The Prince's Countryside Fund is a charity founded in 2010 by King Charles III (then Prince of Wales).

The Fund is a limited company (company number 07240359) and registered charity (charity number 1136077 within England and Wales, 48055 within Scotland).  The fund provides approximately more than £1 million per year in grant funding and support for initiatives such as The Prince's Farm Resilience Programme to projects located within the United Kingdom. To date (2019), over 250 projects throughout the UK have received over £9 million in grant funding. Projects have ranged from support for farmer networks and cooperatives to funding for community run shops and pubs, transport schemes in isolated areas, and business skills support for enterprises in the countryside.

The Fund raises money through its corporate partnerships with various businesses such as Waitrose and Warburtons. This funding supports the Fund's grant schemes and other initiatives, including research into issues facing rural and farming communities. The Fund also provides emergency funding support in times of crisis to deal with problems such as flooding and animal disease. The Fund's Supporting Rural Communities Programme provides grants of up to £25,000 over two years.

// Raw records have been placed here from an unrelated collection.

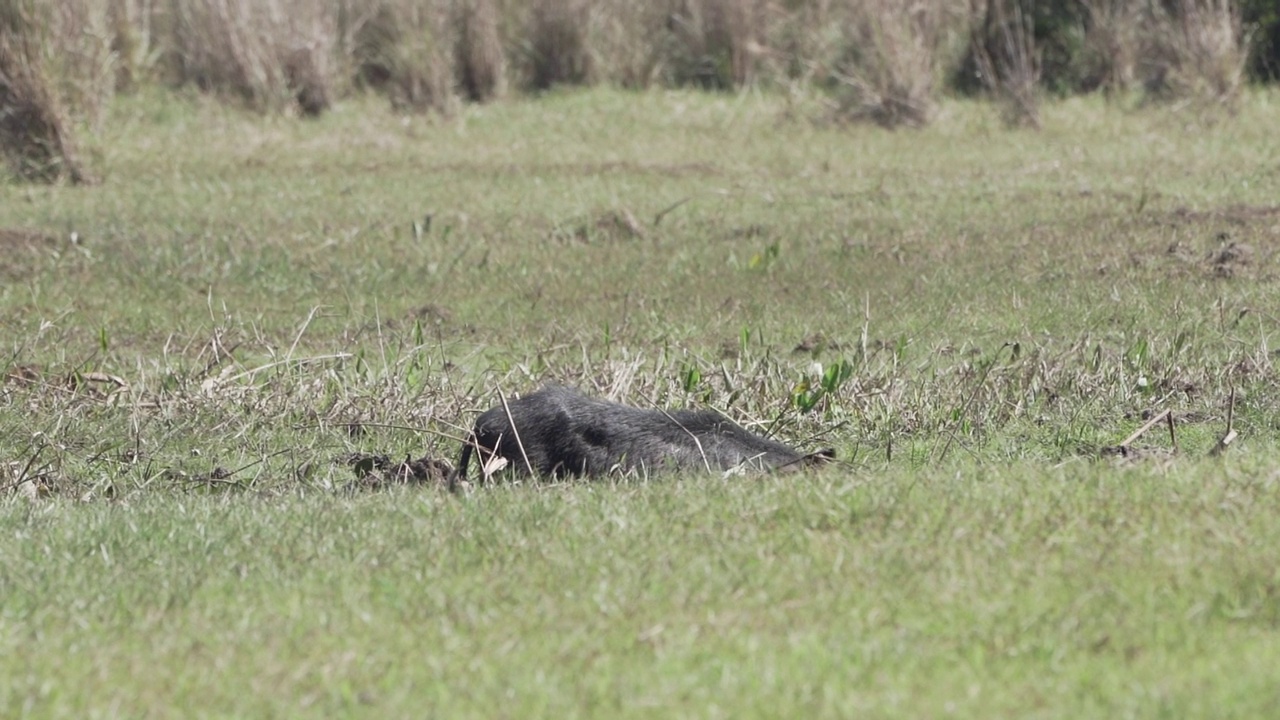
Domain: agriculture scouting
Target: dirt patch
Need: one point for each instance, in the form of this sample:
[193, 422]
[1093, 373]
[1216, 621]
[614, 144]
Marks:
[1232, 259]
[1235, 214]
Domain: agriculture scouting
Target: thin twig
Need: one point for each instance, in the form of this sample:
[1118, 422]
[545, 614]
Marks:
[1230, 427]
[515, 431]
[1151, 423]
[662, 214]
[964, 408]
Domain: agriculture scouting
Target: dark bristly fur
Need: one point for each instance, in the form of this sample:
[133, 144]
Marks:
[565, 433]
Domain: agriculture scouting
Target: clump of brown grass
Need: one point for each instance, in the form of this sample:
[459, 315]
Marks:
[273, 54]
[718, 44]
[133, 40]
[36, 133]
[1198, 51]
[890, 58]
[480, 59]
[551, 39]
[630, 42]
[411, 48]
[1112, 39]
[1004, 48]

The Fund's vision is of a confident, robust and sustainable agricultural and rural community which is universally appreciated for its vital contribution to the British way of life and fit to support future generations.

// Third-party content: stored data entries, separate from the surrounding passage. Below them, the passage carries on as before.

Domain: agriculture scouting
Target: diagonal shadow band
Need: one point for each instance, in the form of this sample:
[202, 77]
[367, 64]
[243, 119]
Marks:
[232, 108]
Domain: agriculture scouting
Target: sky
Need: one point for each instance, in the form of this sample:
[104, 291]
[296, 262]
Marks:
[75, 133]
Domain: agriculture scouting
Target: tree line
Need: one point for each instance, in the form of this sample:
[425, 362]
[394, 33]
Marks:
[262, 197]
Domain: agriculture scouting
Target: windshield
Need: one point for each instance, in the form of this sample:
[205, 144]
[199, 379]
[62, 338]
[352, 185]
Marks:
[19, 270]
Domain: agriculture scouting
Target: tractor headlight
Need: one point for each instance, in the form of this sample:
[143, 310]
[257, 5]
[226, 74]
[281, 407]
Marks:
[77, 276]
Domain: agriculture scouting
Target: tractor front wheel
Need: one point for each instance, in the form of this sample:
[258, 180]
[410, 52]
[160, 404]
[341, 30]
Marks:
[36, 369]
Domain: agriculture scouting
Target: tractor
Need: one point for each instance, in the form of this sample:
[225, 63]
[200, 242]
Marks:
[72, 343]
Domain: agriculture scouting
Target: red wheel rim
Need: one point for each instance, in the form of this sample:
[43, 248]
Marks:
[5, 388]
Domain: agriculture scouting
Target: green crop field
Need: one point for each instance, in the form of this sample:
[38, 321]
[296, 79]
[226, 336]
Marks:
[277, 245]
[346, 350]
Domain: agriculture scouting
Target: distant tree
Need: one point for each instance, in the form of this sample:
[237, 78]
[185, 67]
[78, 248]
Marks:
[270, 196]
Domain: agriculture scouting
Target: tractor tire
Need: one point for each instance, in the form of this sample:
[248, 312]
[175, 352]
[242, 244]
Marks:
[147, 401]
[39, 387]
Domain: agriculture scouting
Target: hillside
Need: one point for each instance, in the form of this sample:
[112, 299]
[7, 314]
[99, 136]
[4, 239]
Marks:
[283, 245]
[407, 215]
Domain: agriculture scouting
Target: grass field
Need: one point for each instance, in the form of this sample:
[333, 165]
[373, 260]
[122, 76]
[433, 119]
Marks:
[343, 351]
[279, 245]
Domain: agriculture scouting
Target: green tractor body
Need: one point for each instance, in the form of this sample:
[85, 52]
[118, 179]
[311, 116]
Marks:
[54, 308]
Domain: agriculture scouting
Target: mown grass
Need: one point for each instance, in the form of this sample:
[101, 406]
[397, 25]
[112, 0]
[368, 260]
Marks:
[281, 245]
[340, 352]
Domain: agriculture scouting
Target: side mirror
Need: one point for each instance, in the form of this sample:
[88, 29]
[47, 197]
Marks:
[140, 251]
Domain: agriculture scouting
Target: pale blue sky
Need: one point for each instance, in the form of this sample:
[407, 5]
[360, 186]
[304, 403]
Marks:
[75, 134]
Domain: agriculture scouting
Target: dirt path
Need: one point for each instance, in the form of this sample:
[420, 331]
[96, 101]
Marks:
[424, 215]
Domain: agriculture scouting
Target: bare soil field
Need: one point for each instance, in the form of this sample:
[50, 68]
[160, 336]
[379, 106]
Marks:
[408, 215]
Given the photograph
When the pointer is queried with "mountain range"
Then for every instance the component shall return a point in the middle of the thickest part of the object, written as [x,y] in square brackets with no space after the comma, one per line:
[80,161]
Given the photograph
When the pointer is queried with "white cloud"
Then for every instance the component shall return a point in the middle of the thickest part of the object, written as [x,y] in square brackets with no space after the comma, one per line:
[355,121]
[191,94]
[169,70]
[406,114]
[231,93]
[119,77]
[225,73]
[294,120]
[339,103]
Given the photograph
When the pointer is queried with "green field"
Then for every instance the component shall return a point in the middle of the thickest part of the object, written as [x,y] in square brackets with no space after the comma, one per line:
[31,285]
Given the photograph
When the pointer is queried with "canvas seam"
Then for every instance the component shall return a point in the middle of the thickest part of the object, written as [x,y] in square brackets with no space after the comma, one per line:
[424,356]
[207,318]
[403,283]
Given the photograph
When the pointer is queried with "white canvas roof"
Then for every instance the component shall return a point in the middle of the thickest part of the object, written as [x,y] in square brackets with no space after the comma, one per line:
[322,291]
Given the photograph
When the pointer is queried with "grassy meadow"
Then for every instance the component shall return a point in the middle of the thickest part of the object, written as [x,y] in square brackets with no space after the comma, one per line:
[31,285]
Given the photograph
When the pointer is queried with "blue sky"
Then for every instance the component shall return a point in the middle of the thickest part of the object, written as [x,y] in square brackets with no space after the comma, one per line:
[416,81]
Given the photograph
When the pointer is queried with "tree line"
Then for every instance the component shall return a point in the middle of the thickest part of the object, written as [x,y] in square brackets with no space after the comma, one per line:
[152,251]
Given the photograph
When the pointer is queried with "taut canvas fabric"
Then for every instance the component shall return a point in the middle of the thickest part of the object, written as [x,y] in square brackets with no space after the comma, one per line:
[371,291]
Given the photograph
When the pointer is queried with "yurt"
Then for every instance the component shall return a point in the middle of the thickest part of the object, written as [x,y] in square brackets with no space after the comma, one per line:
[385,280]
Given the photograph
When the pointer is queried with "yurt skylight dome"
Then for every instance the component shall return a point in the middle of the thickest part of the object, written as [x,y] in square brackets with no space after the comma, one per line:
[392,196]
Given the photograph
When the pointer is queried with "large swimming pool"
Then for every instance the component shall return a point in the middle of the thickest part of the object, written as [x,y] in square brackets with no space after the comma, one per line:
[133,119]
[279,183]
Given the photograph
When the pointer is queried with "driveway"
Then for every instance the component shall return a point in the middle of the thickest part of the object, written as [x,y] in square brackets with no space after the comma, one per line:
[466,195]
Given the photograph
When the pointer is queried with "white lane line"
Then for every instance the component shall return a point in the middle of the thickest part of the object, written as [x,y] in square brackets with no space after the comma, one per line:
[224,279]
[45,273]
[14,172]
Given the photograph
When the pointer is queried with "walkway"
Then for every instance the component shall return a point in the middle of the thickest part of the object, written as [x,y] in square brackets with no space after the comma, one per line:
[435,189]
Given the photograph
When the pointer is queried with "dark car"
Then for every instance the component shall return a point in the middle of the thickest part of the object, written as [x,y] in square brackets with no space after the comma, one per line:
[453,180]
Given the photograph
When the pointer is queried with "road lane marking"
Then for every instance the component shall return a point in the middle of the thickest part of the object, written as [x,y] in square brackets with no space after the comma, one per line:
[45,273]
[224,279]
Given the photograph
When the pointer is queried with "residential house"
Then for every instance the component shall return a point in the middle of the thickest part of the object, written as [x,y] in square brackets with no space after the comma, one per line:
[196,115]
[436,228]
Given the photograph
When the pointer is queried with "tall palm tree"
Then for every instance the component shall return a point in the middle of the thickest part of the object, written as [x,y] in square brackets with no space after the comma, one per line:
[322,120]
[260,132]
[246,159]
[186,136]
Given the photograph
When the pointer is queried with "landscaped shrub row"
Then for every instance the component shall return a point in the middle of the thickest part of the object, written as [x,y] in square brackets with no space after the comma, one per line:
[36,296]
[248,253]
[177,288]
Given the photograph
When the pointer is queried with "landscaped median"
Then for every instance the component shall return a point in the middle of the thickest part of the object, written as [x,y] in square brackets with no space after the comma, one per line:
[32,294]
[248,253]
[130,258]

The charity has produced various research reports, including 'Recharging Rural' in 2018 which looked at the issues facing those living in rural areas and how they were overcoming them. This received wide spread attention on media such as the BBC and also diverse range of supporter from rural leaders to Sinn Féin. The Fund is publishing a follow up piece of work, the 'Village Survival Guide', during its annual awareness campaign National Countryside Week in July 2019.

The Director of the Fund is Keith Halstead. The organisation has twelve members on their board of Trustees, chaired by Lord Curry of Kirkharle. Other board members are: Elizabeth Faith Currer Buchanan, Edwin Booth, Mark Allen, Paul Murphy, Andrew Wright, Steve Mclean, Sara Bennison, Mark Duddridge, Alan Wilkinson, Rob Collins, and Lord Jamie Lindsay.